You might not be traveling much in 2020, but it still helps to have a solid mug that will keep your drink hot or cold for hours. Even if you’re working from home and your coffee only has to move from your kitchen to your couch, you may not want to chug it all at once. Juro’s 20-ounce stainless steel tumbler will keep liquid hot for up to six hours and cold for about 24, so you can sip methodically throughout the day without diminishing returns. When you do actually leave home, it’ll fit nicely into most vehicle cup holders and seal tight to avoid spills.
When you really want to go hard at home, you want the Breville Barista Express. It’ll grind beans to espresso-grade fineness, compress them into a dense puck for flavor extraction, brew one or two shots at a time, and even froth milk for luxurious lattes. It’s a beast of a machine and the most expensive item on this list, but if you’re looking for a splurge, it’s great at what it does. You might need a few tries to perfect your skills, but the process is ultimately straightforward. All that’s left to do is practice your latte art.
American Weigh Scales
A kitchen scale comes in handy for many things, including measuring out coffee grounds. American Weigh Scales’ LB-3000 displays weights to 0.1 grams on a backlit digital LCD screen and can hold about 3 pounds. That’s more than enough for brewing, but it’s also good for home bakers who want to move beyond the standard cup, tablespoon, and teaspoon measurements. If you don’t care as much about precision, you can get the Ozeri ZK14-S scale for less than half the price of the LB-3000—it measures in 1-gram increments.
Nitro cold brew maker
Nitro cold brew is infused with nitrogen gas for a creamy, smooth, somewhat fizzy feel that can be likened to beer. The uKeg Nitro is the first piece of gear to cover coffee brewing and nitro infusion in a single appliance. Use the 12-cup capacity keg to make cold brew just as you would in a mason jar, then charge the lid with a nitrogen cartridge, shake it a bit, and open the tap to dispense your drink.
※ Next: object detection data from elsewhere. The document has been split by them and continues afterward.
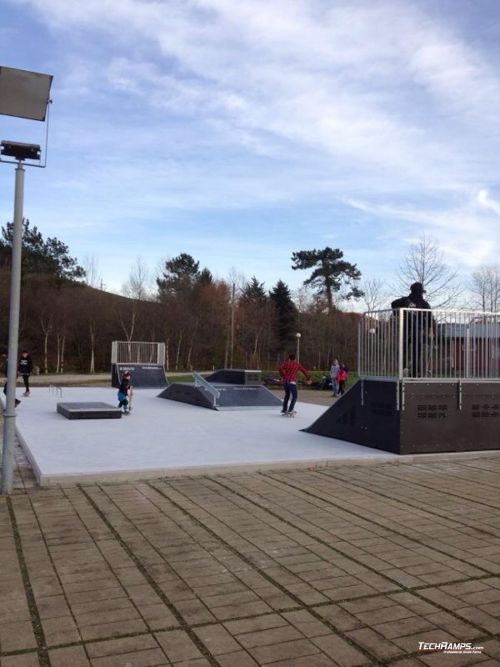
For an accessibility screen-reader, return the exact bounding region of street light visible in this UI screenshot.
[295,332,302,361]
[0,67,52,495]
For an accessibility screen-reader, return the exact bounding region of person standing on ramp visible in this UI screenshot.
[118,371,132,415]
[391,283,435,378]
[278,354,311,417]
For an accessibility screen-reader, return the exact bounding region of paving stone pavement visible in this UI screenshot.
[0,438,500,667]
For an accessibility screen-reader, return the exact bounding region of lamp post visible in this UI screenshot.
[295,332,302,361]
[0,67,52,495]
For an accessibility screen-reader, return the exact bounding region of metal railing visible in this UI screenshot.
[111,340,165,366]
[358,308,500,380]
[193,373,220,408]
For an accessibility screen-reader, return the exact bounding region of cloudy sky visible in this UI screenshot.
[0,0,500,290]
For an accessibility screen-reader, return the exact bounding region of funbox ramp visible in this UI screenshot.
[158,369,281,410]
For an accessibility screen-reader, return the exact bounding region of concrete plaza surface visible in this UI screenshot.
[0,457,500,667]
[16,387,396,486]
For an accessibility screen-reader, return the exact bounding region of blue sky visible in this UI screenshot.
[0,0,500,298]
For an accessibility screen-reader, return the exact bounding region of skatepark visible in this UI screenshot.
[13,387,396,486]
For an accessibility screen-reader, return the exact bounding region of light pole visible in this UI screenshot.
[295,332,302,361]
[0,67,52,495]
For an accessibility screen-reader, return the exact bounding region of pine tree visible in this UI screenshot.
[292,246,363,312]
[269,280,297,352]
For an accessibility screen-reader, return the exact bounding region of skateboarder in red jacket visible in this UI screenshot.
[278,354,311,415]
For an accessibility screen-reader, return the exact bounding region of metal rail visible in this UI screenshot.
[111,340,165,366]
[358,308,500,381]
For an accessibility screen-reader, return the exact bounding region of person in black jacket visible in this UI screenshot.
[2,350,21,407]
[17,350,33,396]
[391,282,434,378]
[118,371,132,415]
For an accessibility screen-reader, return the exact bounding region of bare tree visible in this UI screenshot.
[122,257,151,301]
[361,278,390,311]
[396,235,462,308]
[83,255,103,289]
[471,264,500,313]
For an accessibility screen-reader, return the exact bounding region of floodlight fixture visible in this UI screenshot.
[0,141,42,161]
[0,67,53,121]
[0,67,53,495]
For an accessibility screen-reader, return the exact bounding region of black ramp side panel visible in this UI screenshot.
[158,382,216,410]
[305,380,500,454]
[304,383,365,443]
[304,380,399,453]
[213,384,282,410]
[401,382,500,454]
[111,364,168,389]
[57,403,122,419]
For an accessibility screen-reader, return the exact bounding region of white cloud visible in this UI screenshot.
[3,0,500,288]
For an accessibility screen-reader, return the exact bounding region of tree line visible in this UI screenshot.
[0,220,500,373]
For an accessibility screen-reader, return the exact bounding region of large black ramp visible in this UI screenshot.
[111,364,168,389]
[304,380,500,454]
[158,382,217,410]
[57,403,122,419]
[205,368,262,385]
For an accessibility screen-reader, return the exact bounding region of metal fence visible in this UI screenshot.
[358,308,500,380]
[111,340,165,366]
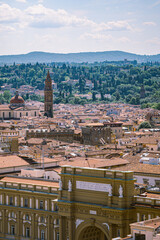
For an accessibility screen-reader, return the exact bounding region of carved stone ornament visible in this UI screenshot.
[59,179,62,191]
[119,185,123,198]
[108,185,112,197]
[76,219,84,228]
[68,180,72,192]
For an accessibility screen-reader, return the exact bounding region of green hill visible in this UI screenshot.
[0,51,160,65]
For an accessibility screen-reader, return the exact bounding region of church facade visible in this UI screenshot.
[0,166,160,240]
[0,91,39,120]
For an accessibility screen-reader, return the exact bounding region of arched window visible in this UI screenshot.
[11,212,15,218]
[41,216,44,223]
[41,230,45,240]
[26,227,30,238]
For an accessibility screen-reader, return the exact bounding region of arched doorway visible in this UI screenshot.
[78,226,108,240]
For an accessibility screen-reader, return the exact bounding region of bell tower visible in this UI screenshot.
[44,71,53,118]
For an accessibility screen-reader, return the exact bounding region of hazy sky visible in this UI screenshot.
[0,0,160,55]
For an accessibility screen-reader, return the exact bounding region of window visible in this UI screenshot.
[26,227,30,237]
[39,201,43,209]
[57,233,59,240]
[9,197,13,205]
[141,214,145,221]
[11,225,15,235]
[155,180,160,188]
[41,230,45,240]
[135,233,146,240]
[143,178,149,185]
[24,198,28,207]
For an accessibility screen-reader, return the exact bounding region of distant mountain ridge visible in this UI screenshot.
[0,51,160,65]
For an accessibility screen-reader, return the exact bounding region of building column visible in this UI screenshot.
[59,216,66,240]
[31,213,36,240]
[17,211,22,239]
[68,217,75,240]
[47,216,53,239]
[2,210,8,237]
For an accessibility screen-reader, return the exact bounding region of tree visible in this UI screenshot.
[138,121,151,130]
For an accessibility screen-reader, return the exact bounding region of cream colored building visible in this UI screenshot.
[0,166,160,240]
[0,92,39,120]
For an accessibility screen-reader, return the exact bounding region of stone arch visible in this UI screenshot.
[75,219,111,240]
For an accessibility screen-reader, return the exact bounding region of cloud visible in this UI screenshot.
[152,0,160,7]
[16,0,26,3]
[0,4,22,23]
[146,37,160,45]
[143,22,157,26]
[0,3,133,34]
[81,33,112,40]
[25,4,132,31]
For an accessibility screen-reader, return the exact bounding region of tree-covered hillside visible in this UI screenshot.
[0,61,160,108]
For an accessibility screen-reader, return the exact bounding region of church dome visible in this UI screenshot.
[10,91,24,106]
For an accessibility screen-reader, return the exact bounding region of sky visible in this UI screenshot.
[0,0,160,55]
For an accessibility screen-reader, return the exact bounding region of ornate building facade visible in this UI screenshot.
[0,166,160,240]
[44,71,53,118]
[0,91,39,120]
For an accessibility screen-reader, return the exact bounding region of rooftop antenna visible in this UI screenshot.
[84,154,90,167]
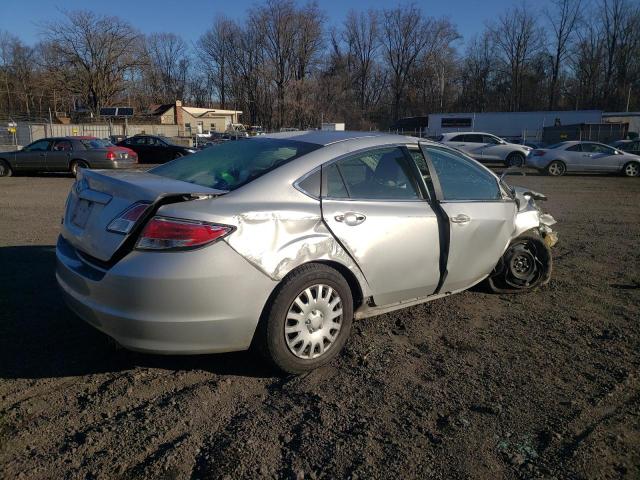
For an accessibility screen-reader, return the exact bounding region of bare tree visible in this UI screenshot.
[545,0,583,110]
[489,3,544,111]
[198,16,236,108]
[343,10,380,112]
[251,0,297,126]
[145,33,190,103]
[381,4,436,119]
[43,11,142,113]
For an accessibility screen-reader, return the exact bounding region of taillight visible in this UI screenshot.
[136,217,233,250]
[107,202,150,235]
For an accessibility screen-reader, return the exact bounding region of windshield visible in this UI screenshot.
[149,138,320,190]
[80,138,113,149]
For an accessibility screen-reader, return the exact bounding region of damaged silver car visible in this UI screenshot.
[56,131,556,373]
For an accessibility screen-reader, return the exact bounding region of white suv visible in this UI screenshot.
[438,132,531,167]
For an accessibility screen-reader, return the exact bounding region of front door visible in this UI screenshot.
[15,139,51,172]
[421,144,517,293]
[321,147,440,305]
[582,143,622,172]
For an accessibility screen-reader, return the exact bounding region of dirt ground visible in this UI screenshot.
[0,171,640,479]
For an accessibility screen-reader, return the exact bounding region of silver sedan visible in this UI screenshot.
[527,141,640,177]
[56,132,555,373]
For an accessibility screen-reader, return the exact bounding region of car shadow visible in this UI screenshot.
[0,246,274,379]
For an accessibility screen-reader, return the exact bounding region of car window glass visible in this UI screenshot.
[24,140,51,152]
[337,147,420,200]
[149,138,320,190]
[464,134,484,143]
[409,149,433,201]
[425,147,502,200]
[52,140,73,152]
[322,163,349,198]
[587,143,613,155]
[298,170,320,197]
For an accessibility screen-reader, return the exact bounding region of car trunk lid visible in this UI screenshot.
[62,170,226,262]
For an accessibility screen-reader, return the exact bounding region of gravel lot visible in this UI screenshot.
[0,171,640,479]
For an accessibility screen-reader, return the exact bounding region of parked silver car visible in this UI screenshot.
[438,132,532,167]
[57,131,555,373]
[527,141,640,177]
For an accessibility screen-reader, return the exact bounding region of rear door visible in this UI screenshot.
[562,143,593,172]
[15,139,51,172]
[46,138,73,172]
[582,143,623,172]
[321,146,440,305]
[421,144,517,293]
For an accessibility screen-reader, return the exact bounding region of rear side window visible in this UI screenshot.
[149,138,320,190]
[326,147,421,200]
[425,147,502,201]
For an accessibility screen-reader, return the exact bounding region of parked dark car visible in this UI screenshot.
[611,138,640,155]
[117,135,195,163]
[0,137,138,177]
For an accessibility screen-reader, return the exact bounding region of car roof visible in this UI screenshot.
[262,130,420,146]
[442,132,497,137]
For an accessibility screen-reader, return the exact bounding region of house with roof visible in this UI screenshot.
[146,100,242,137]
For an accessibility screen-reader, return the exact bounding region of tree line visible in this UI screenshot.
[0,0,640,129]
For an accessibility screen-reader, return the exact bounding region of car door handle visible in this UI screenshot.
[333,212,367,227]
[451,213,471,223]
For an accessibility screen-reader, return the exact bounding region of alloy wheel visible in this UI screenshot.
[624,163,640,177]
[284,284,342,359]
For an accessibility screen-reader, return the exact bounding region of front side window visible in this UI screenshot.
[424,147,502,201]
[52,140,73,152]
[149,138,320,190]
[582,143,615,155]
[326,147,421,200]
[23,140,51,152]
[80,138,113,150]
[465,133,484,143]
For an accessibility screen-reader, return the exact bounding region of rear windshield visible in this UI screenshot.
[149,138,320,190]
[80,138,113,150]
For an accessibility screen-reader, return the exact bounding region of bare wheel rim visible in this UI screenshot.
[284,284,342,360]
[549,162,564,175]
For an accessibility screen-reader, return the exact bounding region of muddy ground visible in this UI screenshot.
[0,171,640,479]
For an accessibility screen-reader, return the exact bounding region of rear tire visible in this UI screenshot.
[254,263,353,374]
[69,160,89,177]
[622,162,640,177]
[546,160,567,177]
[506,152,525,167]
[0,160,13,177]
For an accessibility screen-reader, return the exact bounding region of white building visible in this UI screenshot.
[424,110,602,140]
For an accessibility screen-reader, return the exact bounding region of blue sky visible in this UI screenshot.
[0,0,547,44]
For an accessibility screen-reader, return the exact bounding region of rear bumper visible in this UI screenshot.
[91,160,139,170]
[56,237,276,354]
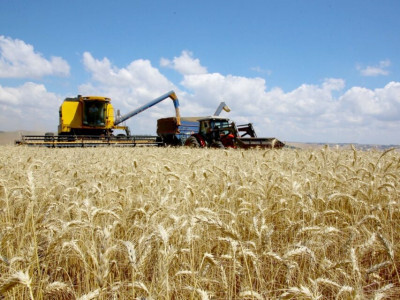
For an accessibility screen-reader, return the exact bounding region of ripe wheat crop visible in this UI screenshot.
[0,146,400,300]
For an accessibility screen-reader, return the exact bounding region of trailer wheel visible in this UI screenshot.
[185,136,200,148]
[211,141,225,149]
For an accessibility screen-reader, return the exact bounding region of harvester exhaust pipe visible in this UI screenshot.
[214,102,231,116]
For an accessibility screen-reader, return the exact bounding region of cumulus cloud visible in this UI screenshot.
[160,51,207,75]
[0,37,400,144]
[0,82,60,131]
[79,52,176,122]
[357,59,391,77]
[0,36,70,78]
[81,51,400,143]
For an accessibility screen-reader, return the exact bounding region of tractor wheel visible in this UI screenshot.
[211,141,225,149]
[185,136,200,148]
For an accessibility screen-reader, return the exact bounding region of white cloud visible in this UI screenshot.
[357,59,391,77]
[160,51,207,75]
[0,82,60,131]
[0,38,400,144]
[76,52,400,143]
[0,36,70,78]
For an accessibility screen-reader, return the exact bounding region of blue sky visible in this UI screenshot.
[0,0,400,144]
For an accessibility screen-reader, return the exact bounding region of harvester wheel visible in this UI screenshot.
[185,136,200,148]
[211,141,225,149]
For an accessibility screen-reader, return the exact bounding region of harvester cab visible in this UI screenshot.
[58,91,180,136]
[15,91,181,147]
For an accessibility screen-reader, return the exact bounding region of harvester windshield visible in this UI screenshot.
[83,101,106,126]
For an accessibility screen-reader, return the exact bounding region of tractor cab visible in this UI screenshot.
[199,116,231,136]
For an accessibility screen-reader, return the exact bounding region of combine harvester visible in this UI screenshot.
[157,102,285,149]
[15,91,180,147]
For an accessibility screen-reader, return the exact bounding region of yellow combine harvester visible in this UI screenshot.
[16,91,180,147]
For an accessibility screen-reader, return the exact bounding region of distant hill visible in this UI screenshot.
[0,130,400,150]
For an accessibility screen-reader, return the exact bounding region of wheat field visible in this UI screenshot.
[0,146,400,300]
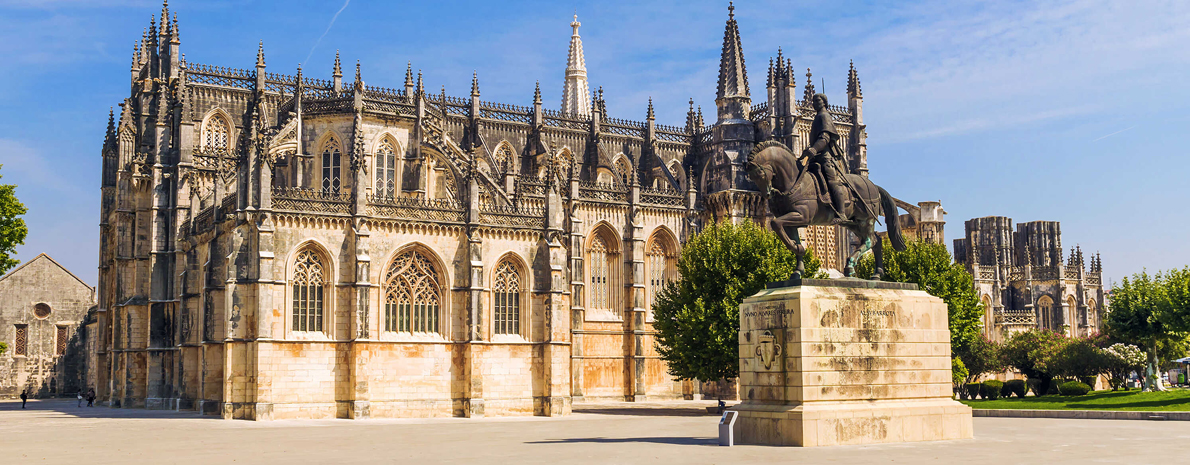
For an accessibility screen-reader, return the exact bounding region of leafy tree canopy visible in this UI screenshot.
[0,165,29,275]
[856,240,983,356]
[653,222,821,381]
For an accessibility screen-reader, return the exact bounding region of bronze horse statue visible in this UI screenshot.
[747,140,904,279]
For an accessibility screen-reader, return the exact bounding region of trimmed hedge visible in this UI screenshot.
[979,379,1004,401]
[963,383,983,400]
[1000,379,1028,397]
[1058,381,1091,396]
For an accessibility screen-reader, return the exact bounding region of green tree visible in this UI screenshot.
[1003,329,1067,394]
[653,222,821,382]
[1103,270,1190,389]
[0,164,29,275]
[856,240,983,356]
[958,334,1004,383]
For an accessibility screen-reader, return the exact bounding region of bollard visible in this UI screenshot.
[719,410,739,447]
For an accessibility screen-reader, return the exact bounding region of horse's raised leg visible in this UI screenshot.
[843,220,876,277]
[872,229,884,281]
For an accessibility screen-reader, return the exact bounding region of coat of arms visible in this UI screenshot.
[756,331,781,370]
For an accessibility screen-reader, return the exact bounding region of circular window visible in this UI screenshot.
[33,303,50,320]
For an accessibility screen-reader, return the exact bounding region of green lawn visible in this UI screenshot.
[960,389,1190,411]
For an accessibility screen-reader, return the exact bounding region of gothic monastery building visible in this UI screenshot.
[89,1,942,420]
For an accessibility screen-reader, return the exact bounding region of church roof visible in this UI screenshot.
[0,252,95,290]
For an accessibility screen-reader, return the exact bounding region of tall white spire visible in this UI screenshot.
[562,14,591,117]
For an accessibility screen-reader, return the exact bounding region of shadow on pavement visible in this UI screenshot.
[525,438,719,447]
[571,407,719,417]
[0,398,219,419]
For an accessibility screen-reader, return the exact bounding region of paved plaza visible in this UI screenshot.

It takes up slightly more space in the fridge than a big mason jar, but it also keeps your brew good for a bit longer.
Not everyone likes their coffee black, and that’s OK. With this four-pack of Torani syrups, you get 25.4-ounce bottles of caramel, French vanilla, hazelnut, and vanilla flavorings to suit any coffee mood. You can also mix and match with other tastes to make unique sips. If you’re not a fan of those oft-used syrups, you can choose coconut, peppermint, or white chocolate, too.
If you’re making a lot of coffee at home, you’re going to need a lot of ingredients. Even if you’re getting your beans from local shops, you still might be churning through lots of milk, cream, half-and-half, and sugar. Buying in bulk from a wholesaler like Costco is a great way to save money on food and necessities in general, and coffee supplies are no different. You can even buy beans in bulk if you’re not too picky.